Kefir grains are an amazing symbiotic matrix of bacteria and yeast that work together to feed off the natural sugars (and sometimes proteins and fats too, especially in the case of milk kefir) found present in the sugar-water and dried fruits. The yeast and bacteria co-operate, making the nutrients that are inaccessible to one digested into accessible nutrients for the other. Yeasts break down the simple sugars like glucose and fructose, turning them into ethanol and acetic acid. Lactic and acid-producing bacteria (such as lactobacilli) convert sugars (such as sucrose) and complex carbohydrates (starches, etc) into simpler sugars and lactic acid. Lactic and acetic acids naturally preserve as well as stave off harmful foreign bacteria. The result is a drink that has had much of the sugar converted to simpler sugars, lactic and acetic acids, carbon dioxide and ethanol. It also contains millions of probiotics and is more nutritious in some regards because of the more bio-available and digestible nutrients from the sugars and dried fruits including an increase in vitamin C and many B vitamins.

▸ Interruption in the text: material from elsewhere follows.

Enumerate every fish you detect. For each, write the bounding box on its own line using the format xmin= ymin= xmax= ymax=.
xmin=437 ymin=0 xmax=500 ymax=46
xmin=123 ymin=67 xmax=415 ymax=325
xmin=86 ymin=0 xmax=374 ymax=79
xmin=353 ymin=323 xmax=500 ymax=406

• Tibicos (Tibi)• Búlgaros• Bees• Japanese Water Crystals• Japanese Beer seeds• Graines Vivantes (French)• Wasserkefir• Sugar Kefir Grains• Piltz, (German)• Kefir di Frutta (Italian)• Kefirs/Keefir/Kephir• Aqua Gems• Sea Rice• Sugary Fungus, Graines Vivantes• Kefir d’acqua/aqua• Kefir d’uva (grape juice is used)• Bébées• African bees• California Bees• Australian bees• Vinegar bees• Ginger bees• Ale nuts• Balm of Gilead• Beer seeds• Beer plant

• Ginger Beer plant (though not to be confused with actual GBP, which is a different strain). Bakers yeast in sugar water is also referred to as Ginger Beer Plant. Overtime the name has come to represent the process and drink more so than the culture that creates it, which causes some confusion.

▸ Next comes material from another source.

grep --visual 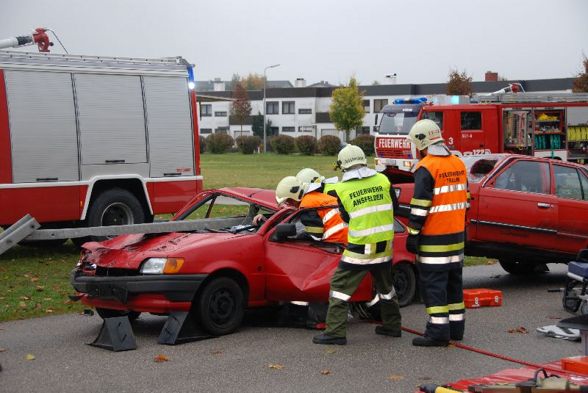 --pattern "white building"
[196,78,573,140]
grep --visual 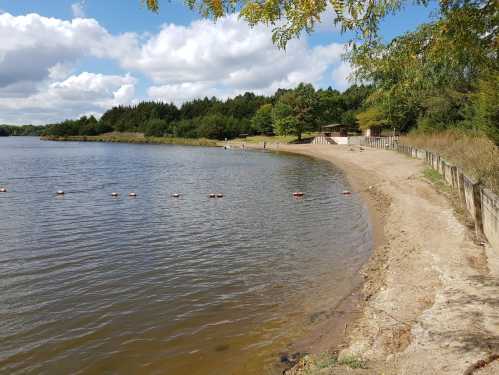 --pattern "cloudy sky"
[0,0,436,124]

• It can also be referred to as the Tibetan Mushroom, which is also interchangeably used to refer to milk kefir and kombucha. As you can see, it has adapted many nicknames from being around for so long, and shared by so many cultures around the world. Some of the names are similar to milk kefir because of the lack of distinguishing between the two through history (just as we call both ‘kefir’ but only distinguish by saying milk or water).